Штирнер различает, хотя и не дифференцирует вполне отчетливо, «материальные» институты отчуждения (государство, собственность и т.д.) от «идеальных» (религия, мораль и т.п.) и, в качестве средства их преодоления, вслед за их критикой в сознании личности (преодоление «внутреннего рабства») считает нужным также вполне реальную и «материальную» борьбу с ними (преодоление «внешнего рабства»). Макс Штирнер подробно разбирает конкретные виды этого «святого»: критикует конкретное государство, конкретную цензуру, конкретную мораль, конкретный «либерализм» (в трех его формах) и стремится (не всегда удачно и последовательно), покинув «небо» идеалов, встать на почву осознания реальных интересов.
Отдавая приоритет внутренней, духовной борьбе «Единственного» против отчуждения, Штирнер все же предлагает вполне реальные пути к реальному, не только духовному преодолению отчуждения. Сокрушая господство духа, иерархии и сакральности, Штирнер высмеивает идеалы и их претензию на абсолютность и независимость, показывает их над– и вне-личностный, отчужденный характер и, вместе с тем, разоблачает тайну их происхождения – из личности, из «Единственного», стремится открыть стоящие за и под ними интересы. В раскрытии этих земных, реальных интересов выдающаяся роль принадлежала критику и современнику Штирнера – Карлу Марксу.
Как же, по Штирнеру, возникает самоотчуждение личности? Основа его: раздвоение, раскол, выделение в себе главного, святого, истинного и – не-главного, случайного, грешного, злого; например, Духа и плоти, Человека и индивида, Разума и тела, «настоящего», повелевающего «я» и «я» случайного, повинующегося. Современные люди, по мнению Штирнера, позаимствовали из христианского мировоззрения это раздвоение личности. «Характерный признак «священного» – его чуждость… То, что для меня священно, уже не мое собственное» (413; 36). Так, это изначальное раздвоение и самоотчуждение личности порождает, по Штирнеру, вместе с Духом – иерархию: «святое», высшее и – земное, низшее, повинующееся. Так старая добрая религия христиан, высмеянная просветителями, в новом обличье проникает в нашу жизнь: «И чего только не называют религиозным в наши дни? «Религия любви», «религия свободы», «политическая религия» – словом, всякая восторженность отождествляется с религией. И это совершенно верно» (413; 46). Пусть на смену внешним догмам католицизма приходит «внутренний жандарм» протестантской веры, пусть на место сакрального вне нас, Фейербах предлагает святое внутри нас – для Штирнера эта разница не очень существенна. Как только человек начинает слепо и безусловно служить чему-то, как только он отделяет от себя какое-то свое качество, мысль или произведение и возносит над собой, убирая из-под огня критики – возникает «одержимость», рабство, отчуждение: «Сформулируем смысл этого закона, и тогда получится следующее: каждый человек должен иметь нечто, что стояло бы выше него. Ты должен отодвинуть на задний план свои «частные интересы», если этого требуют благополучие других, благо родины, общества, общее благополучие, благо человечества, доброе дело и тому подобное» (413; 275). По этому поводу Лев Шестов тонко и точно заметил в «Апофеозе беспочвенности»: «Хвалить самого себя считается предосудительной нескромностью, хвалить свою партию, свою философию, свое миросозерцание – почитается чуть ли не высоким долгом» (411; 57).
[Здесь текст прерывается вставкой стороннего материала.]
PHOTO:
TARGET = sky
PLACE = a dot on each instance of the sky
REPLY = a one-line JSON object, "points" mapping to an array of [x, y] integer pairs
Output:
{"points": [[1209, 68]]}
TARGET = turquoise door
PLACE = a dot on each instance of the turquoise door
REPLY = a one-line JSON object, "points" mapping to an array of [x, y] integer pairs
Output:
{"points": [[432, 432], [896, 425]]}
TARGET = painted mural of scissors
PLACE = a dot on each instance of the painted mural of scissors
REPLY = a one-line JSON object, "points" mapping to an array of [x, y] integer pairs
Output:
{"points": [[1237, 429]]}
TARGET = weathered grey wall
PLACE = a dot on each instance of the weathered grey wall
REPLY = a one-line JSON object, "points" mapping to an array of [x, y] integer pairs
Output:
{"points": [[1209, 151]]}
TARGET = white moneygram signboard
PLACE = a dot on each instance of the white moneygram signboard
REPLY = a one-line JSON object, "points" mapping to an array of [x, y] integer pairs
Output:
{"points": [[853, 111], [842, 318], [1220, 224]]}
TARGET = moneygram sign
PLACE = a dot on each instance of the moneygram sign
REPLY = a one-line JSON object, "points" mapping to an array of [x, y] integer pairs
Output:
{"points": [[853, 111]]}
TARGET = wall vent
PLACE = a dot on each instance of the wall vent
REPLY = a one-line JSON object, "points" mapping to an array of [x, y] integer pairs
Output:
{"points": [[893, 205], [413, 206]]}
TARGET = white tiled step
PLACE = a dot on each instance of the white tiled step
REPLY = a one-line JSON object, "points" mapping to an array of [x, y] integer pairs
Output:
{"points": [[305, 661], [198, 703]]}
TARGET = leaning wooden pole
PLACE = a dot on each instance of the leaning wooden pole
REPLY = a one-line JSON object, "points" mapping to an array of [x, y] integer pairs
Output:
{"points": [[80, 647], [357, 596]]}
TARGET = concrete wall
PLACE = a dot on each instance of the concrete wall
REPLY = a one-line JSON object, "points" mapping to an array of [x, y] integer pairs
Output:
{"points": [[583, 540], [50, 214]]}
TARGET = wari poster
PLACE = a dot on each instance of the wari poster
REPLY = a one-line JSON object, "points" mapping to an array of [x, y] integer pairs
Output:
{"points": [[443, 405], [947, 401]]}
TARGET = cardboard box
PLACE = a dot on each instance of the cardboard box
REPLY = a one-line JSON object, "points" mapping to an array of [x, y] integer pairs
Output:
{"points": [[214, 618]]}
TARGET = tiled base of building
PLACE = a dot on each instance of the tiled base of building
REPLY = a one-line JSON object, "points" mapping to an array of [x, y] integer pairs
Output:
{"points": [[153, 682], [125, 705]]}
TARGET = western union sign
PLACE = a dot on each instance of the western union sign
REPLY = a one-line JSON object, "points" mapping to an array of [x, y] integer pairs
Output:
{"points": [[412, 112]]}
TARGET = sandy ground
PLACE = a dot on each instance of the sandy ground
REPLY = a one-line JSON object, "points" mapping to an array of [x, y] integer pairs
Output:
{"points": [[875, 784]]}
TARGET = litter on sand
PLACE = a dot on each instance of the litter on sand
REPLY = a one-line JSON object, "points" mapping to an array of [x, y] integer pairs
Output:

Еще одно могучее орудие отчуждения личности – это нивелировка, навязывание обществом извне общепризнанных ценностей каждому уникальному индивиду посредством воспитания, общественного мнения, религии, науки, права, морали: «Этим разрушается своеобразность отношения к объектам и какой-нибудь один образ мыслей устанавливается как «истинный», «единственно-истинный» (413; 324). Не ограничиваясь сферой определенных «благонамеренных» мыслей, которые должны быть нам привиты, авторитарное общественное воспитание спешит внушить нам отчужденные чувства: смирения, священного трепета перед кумирами: «…все наше воспитание сводится к стремлению родить в нас чувства, то есть внушить их нам, вместо того, чтобы предоставить нам самим породить их в себе, какими бы они не вышли» (413; 61).